Naturally, to check that all of this was working correctly Doom was ported to the device courtesy of the GBADoom project. This mostly works aside from the display running in single-bit SPI mode instead of quad-SPI that it should be capable of, along with limited color depth. Despite burning all the tokens on the Claude, this provided little help, probably because the required information hasn’t leaked out of Bestechnic yet and ended up in the training data set.
Since the Mi Band 9 uses the same SoC, it’s expected that this reverse-engineered SDK will also work for that fitness band, though that hasn’t been tested yet.

Is there any way to get really cheap BLE compatible MCUs with decent sleep current? I use Nordic but their MCUs can get expensive for low quantities. Does anyone have experience with Chinese BLE MCUs? There were some crazy SO-8 BLE MCUs iirc, some were even 8051 cores.

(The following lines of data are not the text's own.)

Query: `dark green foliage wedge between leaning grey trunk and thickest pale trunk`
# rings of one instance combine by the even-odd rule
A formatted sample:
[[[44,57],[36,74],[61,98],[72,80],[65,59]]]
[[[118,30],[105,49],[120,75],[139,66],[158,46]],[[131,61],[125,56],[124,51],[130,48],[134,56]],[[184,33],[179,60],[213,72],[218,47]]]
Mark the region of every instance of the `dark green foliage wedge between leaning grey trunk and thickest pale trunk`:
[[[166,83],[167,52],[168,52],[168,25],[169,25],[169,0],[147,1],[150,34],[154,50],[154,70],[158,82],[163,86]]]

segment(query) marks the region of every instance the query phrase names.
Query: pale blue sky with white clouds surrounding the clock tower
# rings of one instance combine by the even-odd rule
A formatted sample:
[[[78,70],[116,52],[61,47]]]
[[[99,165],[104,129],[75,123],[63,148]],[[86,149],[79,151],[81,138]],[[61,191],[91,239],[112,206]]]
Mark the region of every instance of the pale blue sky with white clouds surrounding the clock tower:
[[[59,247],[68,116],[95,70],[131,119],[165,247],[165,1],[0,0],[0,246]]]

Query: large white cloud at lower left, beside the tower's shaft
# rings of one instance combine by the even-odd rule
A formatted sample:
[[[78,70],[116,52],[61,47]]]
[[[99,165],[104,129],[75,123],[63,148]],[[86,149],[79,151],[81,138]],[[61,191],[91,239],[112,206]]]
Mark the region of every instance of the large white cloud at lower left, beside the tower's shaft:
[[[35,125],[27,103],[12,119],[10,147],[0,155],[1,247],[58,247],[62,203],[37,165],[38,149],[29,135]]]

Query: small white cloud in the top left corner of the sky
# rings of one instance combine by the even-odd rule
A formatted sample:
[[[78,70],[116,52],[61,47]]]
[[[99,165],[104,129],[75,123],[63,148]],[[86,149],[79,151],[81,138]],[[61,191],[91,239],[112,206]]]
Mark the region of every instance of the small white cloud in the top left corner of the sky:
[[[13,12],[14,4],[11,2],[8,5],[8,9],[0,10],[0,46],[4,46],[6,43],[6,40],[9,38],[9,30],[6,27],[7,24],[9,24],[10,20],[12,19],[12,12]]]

Anyone tried non western BLE stuff?
Have a look at BL602/604 RISC-V MCU, which was even featured here on HAD some time ago:
https://hackaday.com/2020/11/20/new-part-day-bouffalo-labs-bl602-risc-v-wi-fi-bluetooth-soc/
There is documentation and dev-boards available by Pine64: https://pine64.github.io/bl602-docs/
Lup Yuen LEE has summarized his reverse engineering: https://github.com/lupyuen/lupyuen.github.io/blob/master/src/book.md
TBH, I have not checked exact sleep current, but it seems to be not that high :)
additional thought: The new Pebble watch uses SF32LB52J, the founder has written about that RISC-V MCU with BLE here: https://ericmigi.com/blog/how-to-build-a-smartwatch-picking-a-chip/
What type of pricing are you looking for ?

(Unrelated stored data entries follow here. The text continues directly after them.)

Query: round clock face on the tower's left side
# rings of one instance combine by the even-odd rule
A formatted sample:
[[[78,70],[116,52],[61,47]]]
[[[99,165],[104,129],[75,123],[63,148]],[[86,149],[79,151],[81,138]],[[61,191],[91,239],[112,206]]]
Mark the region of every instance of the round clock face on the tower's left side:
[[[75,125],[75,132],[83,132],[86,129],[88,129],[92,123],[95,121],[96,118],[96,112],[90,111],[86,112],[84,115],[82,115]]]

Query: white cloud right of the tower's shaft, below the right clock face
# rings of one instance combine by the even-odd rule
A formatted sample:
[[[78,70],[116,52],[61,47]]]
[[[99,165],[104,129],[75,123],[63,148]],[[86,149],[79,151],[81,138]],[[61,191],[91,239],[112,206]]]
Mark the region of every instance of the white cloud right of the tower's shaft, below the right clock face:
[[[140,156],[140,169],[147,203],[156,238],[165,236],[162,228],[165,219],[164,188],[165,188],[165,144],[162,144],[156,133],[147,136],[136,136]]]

nRF51822 Modules in single quantities cost around 2.50 Euro, well within reach of every hobbyist. Is that too expensive ?
WCH CH592 Series RISC-V MCU are around $0.60-$0.90 depending on the letter.
Works decently well.
So, a vibe-reverser?
They all are crap at sleep tracking, tho
Are they? I have owned an Mi Band 4, Mi Band 6, and currently own a Huawei Band 10. They have all been pretty good. I have a very bad sleeping schedule, some days I sleep at 1am, some days I stay up until 8am, and then sleep until 5pm. All the band that I owned still did remarkably well to detect my sleep pattern and all the other stats. Of course I haven’t ever owned an Apple Watch or other top end fitness trackers, nor have I gone through a proper sleep study with doctors around, so I have no benchmark to compare to.

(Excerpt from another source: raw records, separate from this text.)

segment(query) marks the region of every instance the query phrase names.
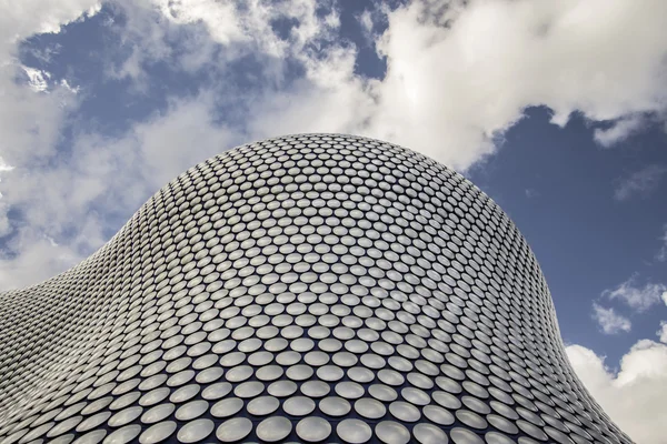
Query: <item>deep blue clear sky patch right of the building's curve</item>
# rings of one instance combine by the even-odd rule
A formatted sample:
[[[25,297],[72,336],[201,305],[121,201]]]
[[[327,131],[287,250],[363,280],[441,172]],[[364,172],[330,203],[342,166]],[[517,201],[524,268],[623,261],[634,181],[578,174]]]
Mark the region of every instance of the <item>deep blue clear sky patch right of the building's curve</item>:
[[[498,154],[468,176],[518,224],[537,255],[559,314],[566,343],[591,347],[617,365],[638,340],[654,339],[667,309],[636,313],[623,300],[601,293],[633,276],[633,286],[667,281],[660,261],[667,220],[667,181],[617,195],[634,174],[667,162],[667,135],[647,127],[614,149],[593,140],[579,118],[565,129],[548,111],[531,109],[507,134]],[[653,171],[649,170],[649,171]],[[653,183],[653,182],[651,182]],[[591,300],[631,322],[628,333],[605,334],[591,321]]]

Work from home has thoroughly spoiled me, and any sort of normal social participation seems very difficult because of my lifestyle.
It’s not your lifestyle…
I had a Mi Band 4 which did great sleep tracking till the battery died. Replaced it with a Mi Band 9 which is hopeless – it’s almost as accurate when I leave it on the bedside cabinet as it is when I wear it.
They can only measure movement and possibly heart rate – neither of which directly measure sleep or sleep phase. You can’t really measure when someone is in a certain phase without some serious equipment – so they aren’t meant to actually track/measure sleep, its more of a curiosity, that has made people believe it is based in real science. A bit like heart-rate variability – sure it has its uses, but the idea that it measures “stress” or other vague states is pretty much speculation. Wearable manufacturers want to give their customers reasons to buy – doesn’t mean to say it is reliable (they don’t claim it is, but people just assume so). The most important thing a doctor will want to know about your sleep is when you go to bed, and when you wake up.